The headline on page 16 reads: "Holocaust Revisionist Begins U.S. Tour." "Revisionist" is Irving's preferred self-description because revisionism is an honorable task of the historian. Holocaust denier is the accurate term. It is the one used in [Deborah] Lipstadt's book and now established as accurate by a British court.

In the first paragraph of the article, Irving vows to appeal Judge Charles Gray's decision. As Murphy later documents, the judge went overboard to make sure that the decision could not be appealed. He gave Irving vast leeway during the trial. His findings of fact are 287 pages in length and precise in every detail. Irving's grounds for an appeal are virtually zero. Should a man making meaningless vows deserve the credibility of a major L.A. Times story?

In the body of the article, four paragraphs of quotes are given to Mark Weber, the head of the Institute of Historical Review, whose innocuous title masks its true function -- furthering Holocaust denial. No effort is made to identify the "Institute." Murphy did not tell us why its meetings were held at a secret location to promote its demands for new investigations to prove that there was no mass extermination of European Jews during World War II. One would have imagined that even a cub reporter would have asked why the conclusions of the investigation should be foretold before any objective historical investigation was held. Imagine for a moment if the headline had been accurate:

"Discredited Holocaust Denier to Speak: David Irving, whom a British court recently described as a racist, anti-Semitic propagandist, will address his supporters in California."

Is that a story worthy of the front page of a major U.S. newspaper? But at issue here, even more than the many inaccuracies in this article, is the following question: Does a man who has been exhaustively and fairly proven a liar, an anti-Semite, and a propagandist deserve continued coverage in the media? One wonders what it will take for the media to cease giving standing and credibility to a racist anti-Semite who falsifies evidence to make Hitler look good. This article gives David Irving the credibility of some kind of poor, persecuted soul, beset by powerful forces too great for one man. It was he himself who brought the suit against Deborah Lipstadt in a British court where the burden of proof rests on the defendant. She met her burden and then some, as the judge's finding details. Irving brought his downfall upon himself.

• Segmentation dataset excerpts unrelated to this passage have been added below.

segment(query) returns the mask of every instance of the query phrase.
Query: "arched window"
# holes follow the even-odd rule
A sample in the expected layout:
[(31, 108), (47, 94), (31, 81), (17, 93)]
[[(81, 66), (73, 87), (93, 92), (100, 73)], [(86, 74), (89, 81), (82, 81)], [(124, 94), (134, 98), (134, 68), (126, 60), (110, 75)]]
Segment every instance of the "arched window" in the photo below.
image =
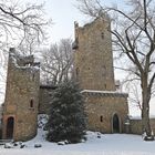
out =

Readers have every right to expect accuracy of the Los Angeles Times. It now has a serious credibility problem with this reader. After two tries it can't seem to get the story right. Why?


Michael Berenbaum is the author and editor of 12 books on the Holocaust and has served as president of the Survivors of the Shoah Visual History Foundation and as director of the Research Institute of the United States Holocaust Memorial.